Naturalmente, Alfano ha fatto Alfano, con lo stile che conosciamo grazie alle sue presenze televisive. Frasi preparate, monologhi che i due giornalisti Labate e Parenzo, pur tentando di ironizzare o stoppare, non sono riusciti ad arginare con efficacia.

Prima di cedere il posto in studio a Roberto Giachetti del PD, Alfano ha avuto modo di lanciare un ultimo slogan, cioè “si ai diritti, no alle adozioni da parte degli omosessuali”. Un argomento che è stato lasciato cadere nel vuoto: con Giachetti infatti, probabilmente affidandosi alla scaletta di puntata, i conduttori sono ripartiti da questioni interne al partito. Innanzitutto il tentativo del Partito Democratico di volgere a proprio favore la vicenda del sindaco di Quarto per “screditare” i 5 Stelle, poi la proposta del premier Renzi di poter licenziare entro 48 ore i cosiddetti fannulloni. 

La discussione ha virato nuovamente sui temi civili verso il finale di puntata quando, dopo un servizio sulla “grande bruttezza delle strade e dei cantieri romani, è stato proposto un intervento di Vittorio Sgarbi.

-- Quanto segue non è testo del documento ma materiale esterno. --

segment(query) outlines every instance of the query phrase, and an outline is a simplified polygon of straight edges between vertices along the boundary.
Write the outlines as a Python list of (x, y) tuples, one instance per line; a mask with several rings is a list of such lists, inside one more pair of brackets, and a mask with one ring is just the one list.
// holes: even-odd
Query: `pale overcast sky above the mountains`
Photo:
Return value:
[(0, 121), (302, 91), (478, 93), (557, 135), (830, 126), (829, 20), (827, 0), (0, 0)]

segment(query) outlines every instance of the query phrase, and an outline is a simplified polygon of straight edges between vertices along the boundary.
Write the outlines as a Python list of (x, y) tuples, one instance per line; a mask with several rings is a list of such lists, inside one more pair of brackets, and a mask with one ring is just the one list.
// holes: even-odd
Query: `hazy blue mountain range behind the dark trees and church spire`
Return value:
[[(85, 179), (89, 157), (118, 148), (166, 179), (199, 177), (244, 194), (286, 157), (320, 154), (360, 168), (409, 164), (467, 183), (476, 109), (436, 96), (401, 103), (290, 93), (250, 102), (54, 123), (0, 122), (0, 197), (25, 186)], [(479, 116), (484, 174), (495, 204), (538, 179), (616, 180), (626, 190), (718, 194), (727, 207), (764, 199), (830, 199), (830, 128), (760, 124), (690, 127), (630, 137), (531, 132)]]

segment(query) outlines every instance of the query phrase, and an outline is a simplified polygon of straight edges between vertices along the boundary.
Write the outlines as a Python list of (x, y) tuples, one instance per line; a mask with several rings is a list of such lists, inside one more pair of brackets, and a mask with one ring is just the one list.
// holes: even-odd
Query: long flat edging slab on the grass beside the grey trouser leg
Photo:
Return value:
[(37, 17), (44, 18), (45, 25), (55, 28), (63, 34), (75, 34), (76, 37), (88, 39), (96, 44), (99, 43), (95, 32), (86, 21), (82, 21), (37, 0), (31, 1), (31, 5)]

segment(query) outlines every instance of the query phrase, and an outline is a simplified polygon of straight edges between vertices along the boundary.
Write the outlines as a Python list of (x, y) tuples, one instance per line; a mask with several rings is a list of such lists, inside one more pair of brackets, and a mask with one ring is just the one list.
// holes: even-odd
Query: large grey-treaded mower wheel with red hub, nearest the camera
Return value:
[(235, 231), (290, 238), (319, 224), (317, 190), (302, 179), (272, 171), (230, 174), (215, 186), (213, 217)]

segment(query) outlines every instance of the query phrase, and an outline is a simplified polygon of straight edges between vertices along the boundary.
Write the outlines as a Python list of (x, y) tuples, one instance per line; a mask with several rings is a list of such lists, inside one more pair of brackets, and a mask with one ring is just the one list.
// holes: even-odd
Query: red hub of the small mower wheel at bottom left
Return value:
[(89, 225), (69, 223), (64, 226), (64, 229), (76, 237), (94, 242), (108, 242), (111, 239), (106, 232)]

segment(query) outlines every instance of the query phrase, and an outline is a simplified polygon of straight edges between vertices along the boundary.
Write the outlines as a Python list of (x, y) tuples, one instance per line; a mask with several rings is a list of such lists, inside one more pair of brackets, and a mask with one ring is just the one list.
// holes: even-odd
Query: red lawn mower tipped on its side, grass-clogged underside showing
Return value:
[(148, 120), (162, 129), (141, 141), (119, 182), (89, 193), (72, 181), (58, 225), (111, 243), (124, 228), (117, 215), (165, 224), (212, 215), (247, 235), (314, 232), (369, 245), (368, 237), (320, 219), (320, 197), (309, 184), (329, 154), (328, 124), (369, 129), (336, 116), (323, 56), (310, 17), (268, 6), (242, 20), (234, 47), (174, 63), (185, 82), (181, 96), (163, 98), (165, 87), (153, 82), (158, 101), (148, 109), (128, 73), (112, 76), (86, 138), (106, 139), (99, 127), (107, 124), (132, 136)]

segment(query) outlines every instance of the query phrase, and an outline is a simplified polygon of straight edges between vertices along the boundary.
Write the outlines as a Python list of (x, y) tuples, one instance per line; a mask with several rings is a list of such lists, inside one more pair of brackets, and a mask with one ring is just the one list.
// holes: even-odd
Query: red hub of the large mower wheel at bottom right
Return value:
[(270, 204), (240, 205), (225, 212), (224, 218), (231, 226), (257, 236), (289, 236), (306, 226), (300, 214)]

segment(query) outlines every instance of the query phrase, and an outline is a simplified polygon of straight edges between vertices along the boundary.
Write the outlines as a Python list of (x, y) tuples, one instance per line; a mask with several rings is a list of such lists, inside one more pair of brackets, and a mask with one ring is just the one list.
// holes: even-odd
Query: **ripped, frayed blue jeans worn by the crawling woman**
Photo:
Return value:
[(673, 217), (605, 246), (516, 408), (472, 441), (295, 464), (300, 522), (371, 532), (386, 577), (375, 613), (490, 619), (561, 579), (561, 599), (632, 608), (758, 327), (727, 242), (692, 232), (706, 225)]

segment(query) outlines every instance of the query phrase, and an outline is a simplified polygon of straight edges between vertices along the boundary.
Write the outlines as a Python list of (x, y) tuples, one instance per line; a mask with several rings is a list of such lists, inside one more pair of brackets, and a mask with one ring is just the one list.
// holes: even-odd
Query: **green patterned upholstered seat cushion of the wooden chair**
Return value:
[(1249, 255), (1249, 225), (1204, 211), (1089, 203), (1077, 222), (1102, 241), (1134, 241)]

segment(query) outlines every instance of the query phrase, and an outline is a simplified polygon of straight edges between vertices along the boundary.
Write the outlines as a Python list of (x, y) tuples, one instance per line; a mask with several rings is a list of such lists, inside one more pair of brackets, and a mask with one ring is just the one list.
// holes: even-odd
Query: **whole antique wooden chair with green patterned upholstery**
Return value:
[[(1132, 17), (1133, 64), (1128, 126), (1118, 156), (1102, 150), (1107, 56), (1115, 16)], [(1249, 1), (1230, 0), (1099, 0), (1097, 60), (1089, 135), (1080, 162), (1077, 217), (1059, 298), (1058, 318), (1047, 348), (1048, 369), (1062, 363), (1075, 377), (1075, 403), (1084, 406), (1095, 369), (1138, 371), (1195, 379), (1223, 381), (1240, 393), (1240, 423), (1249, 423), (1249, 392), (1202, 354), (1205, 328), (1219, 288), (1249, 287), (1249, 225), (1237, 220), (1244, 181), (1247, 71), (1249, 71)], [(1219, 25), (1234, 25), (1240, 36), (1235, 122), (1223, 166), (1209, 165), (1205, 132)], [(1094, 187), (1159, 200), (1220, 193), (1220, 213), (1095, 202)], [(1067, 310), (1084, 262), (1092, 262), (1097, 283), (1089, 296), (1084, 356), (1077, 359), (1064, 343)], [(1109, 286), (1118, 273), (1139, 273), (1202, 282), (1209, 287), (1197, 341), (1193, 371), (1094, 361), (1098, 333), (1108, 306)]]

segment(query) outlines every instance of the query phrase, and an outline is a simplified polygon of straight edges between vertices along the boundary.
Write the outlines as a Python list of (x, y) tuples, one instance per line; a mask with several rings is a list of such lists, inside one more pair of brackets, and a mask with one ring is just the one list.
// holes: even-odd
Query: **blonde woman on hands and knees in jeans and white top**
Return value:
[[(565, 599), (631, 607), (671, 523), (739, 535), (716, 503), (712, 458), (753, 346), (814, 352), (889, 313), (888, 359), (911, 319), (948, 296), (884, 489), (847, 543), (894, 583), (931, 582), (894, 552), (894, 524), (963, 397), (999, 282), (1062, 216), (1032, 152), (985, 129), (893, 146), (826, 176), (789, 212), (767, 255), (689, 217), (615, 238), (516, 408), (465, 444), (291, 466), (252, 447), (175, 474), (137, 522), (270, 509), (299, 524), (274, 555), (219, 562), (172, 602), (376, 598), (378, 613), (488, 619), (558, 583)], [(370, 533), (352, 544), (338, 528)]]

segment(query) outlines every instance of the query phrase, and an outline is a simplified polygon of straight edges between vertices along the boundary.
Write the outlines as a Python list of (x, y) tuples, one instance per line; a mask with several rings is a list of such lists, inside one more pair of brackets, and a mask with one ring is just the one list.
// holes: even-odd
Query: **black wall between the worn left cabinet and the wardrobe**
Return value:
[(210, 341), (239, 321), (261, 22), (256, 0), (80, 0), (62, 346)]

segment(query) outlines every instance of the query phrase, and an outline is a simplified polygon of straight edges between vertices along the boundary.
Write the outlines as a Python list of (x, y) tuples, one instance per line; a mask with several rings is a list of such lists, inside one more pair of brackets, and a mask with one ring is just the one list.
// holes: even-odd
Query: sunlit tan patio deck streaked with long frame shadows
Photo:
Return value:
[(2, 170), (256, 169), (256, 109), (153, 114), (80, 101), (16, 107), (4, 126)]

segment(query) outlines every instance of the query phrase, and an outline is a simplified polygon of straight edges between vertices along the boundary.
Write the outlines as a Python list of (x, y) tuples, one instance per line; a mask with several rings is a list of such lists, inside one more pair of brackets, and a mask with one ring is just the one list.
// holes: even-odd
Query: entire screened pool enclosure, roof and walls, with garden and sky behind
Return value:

Il critico d’arte auspicava Giachetti come futuro sindaco di Roma, in quanto, a differenza di Marino, non avrebbe saltellato a favore di telecamera per celebrare nozze omosessuali. Ma per Sgarbi l’orrore non è certo l’omosessualità, quanto la celebrazione del matrimonio in sé come rito, a prescindere dall’orientamente delle persone coinvolte.

La puntata di Fuori Onda si è così conclusa con una nota di equilibrismo: a dispetto della dichiarazione irriverente di Sgarbi, Giachetti ha chiosato dichiarando che se esistesse una legge che li riconosce, celebrerebbe volentieri le nozze gay. L’ appuntamento con Fuori Onda è per domenica prossima.